ANTIBODY THAT BINDS TO ENVELOPE GLYCOPROTEIN OF SEVERE FEVER WITH THROMBOCYTOPENIA SYNDROME VIRUS AND USE FOR SAME

Abstract

The present invention relates to an antibody which specifically binds to the envelope glycoprotein of severe fever with thrombocytopenia syndrome virus (SFTSV), the pathogen of severe fever with thrombocytopenia syndrome (SFTS), and is used in order to effectively detect or diagnosis SFTSV and treat SFTS.

Claims

1. An antibody which specifically binds to Gc or Gn that is an envelope glycoprotein of severe fever with thrombocytopenia syndrome virus.
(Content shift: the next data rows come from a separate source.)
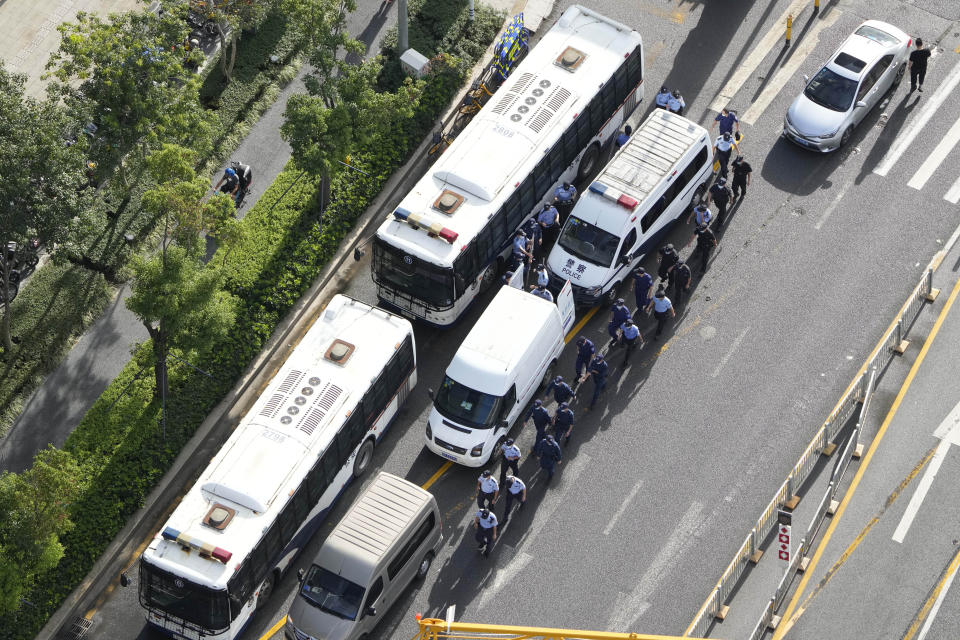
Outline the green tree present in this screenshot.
[0,63,85,354]
[47,0,211,187]
[126,144,240,399]
[0,445,84,613]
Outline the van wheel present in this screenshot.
[417,551,433,580]
[577,143,600,181]
[353,439,373,478]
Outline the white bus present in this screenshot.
[371,5,643,326]
[139,295,417,640]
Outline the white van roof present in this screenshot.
[447,286,560,396]
[315,472,433,585]
[590,109,708,204]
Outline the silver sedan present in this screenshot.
[783,20,911,153]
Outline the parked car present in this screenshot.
[783,20,912,153]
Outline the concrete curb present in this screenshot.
[36,0,554,640]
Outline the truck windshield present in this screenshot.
[300,565,363,620]
[557,216,620,267]
[433,376,502,429]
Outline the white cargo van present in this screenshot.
[547,109,713,306]
[426,283,574,467]
[284,473,443,640]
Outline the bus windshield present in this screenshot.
[372,238,454,307]
[139,562,230,635]
[300,565,363,620]
[557,216,620,267]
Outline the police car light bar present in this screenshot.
[160,527,233,564]
[393,207,460,244]
[590,182,639,211]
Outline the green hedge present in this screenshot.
[0,7,502,640]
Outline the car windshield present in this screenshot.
[557,216,620,267]
[803,67,857,112]
[300,565,363,620]
[433,376,501,429]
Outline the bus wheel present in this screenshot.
[353,439,373,478]
[577,143,600,182]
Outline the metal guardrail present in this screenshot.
[684,268,942,639]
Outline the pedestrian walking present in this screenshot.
[503,476,527,526]
[573,336,597,380]
[908,38,930,93]
[633,267,653,313]
[543,376,577,404]
[693,225,717,275]
[732,155,753,199]
[523,398,553,444]
[620,318,640,364]
[667,89,687,116]
[713,133,740,177]
[500,438,523,485]
[674,204,713,229]
[477,469,500,509]
[710,109,740,135]
[553,402,573,444]
[537,433,563,484]
[647,288,676,340]
[697,176,733,227]
[673,260,693,305]
[654,87,672,109]
[473,509,498,558]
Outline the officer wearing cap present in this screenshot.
[473,509,497,558]
[633,267,653,313]
[553,402,573,444]
[543,376,577,404]
[697,176,733,227]
[503,476,527,526]
[537,433,563,484]
[574,336,597,380]
[477,469,500,509]
[587,352,608,409]
[523,398,551,442]
[500,438,522,484]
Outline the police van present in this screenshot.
[547,109,713,306]
[426,283,575,467]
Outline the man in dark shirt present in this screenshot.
[910,38,930,92]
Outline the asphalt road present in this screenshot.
[80,0,960,639]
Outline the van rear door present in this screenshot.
[557,280,576,335]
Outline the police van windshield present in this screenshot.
[300,565,363,620]
[557,216,620,267]
[433,376,502,429]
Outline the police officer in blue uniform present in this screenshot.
[587,353,610,409]
[543,376,577,404]
[574,336,597,380]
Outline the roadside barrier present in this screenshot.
[683,264,936,640]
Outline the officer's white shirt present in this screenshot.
[479,475,500,493]
[500,444,520,458]
[477,511,497,529]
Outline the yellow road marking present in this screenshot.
[773,280,960,640]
2. The antibody according to claim 1, wherein the antibody comprises a light chain complementarity determining region 1 (LCDR1) comprising any one of amino acids sequence selected from the group consisting of SEQ ID NOs: 21, 22, 23, 24 and 25, a light chain complementarity determining region 2 (LCDR2) comprising any one of amino acids sequence selected from the group consisting of SEQ ID NOs: 41, 42, 43, 44 and 45, a light chain complementarity determining region 3 (LCDR3) comprising any one of amino acids sequence selected from the group consisting of SEQ ID NOs: 61, 62, 63, 64 and 65, a heavy chain complementarity determining region 1 (HCDR1) comprising any one of amino acids sequence selected from the group consisting of SEQ ID NOs: 26, 27, 28, 29 and 30, a heavy chain complementarity determining region 2 (HCDR2) comprising any one of amino acids sequence selected from the group consisting of SEQ ID NOs: 46, 47, 48, 49 and 50, and a heavy chain complementarity determining region 3 (HCDR3) comprising any one of amino acids sequence selected from the group consisting of SEQ ID NOs: 66, 67, 68, 69 and 70, and specifically binds to Gc that is an envelope glycoprotein of SFTSV.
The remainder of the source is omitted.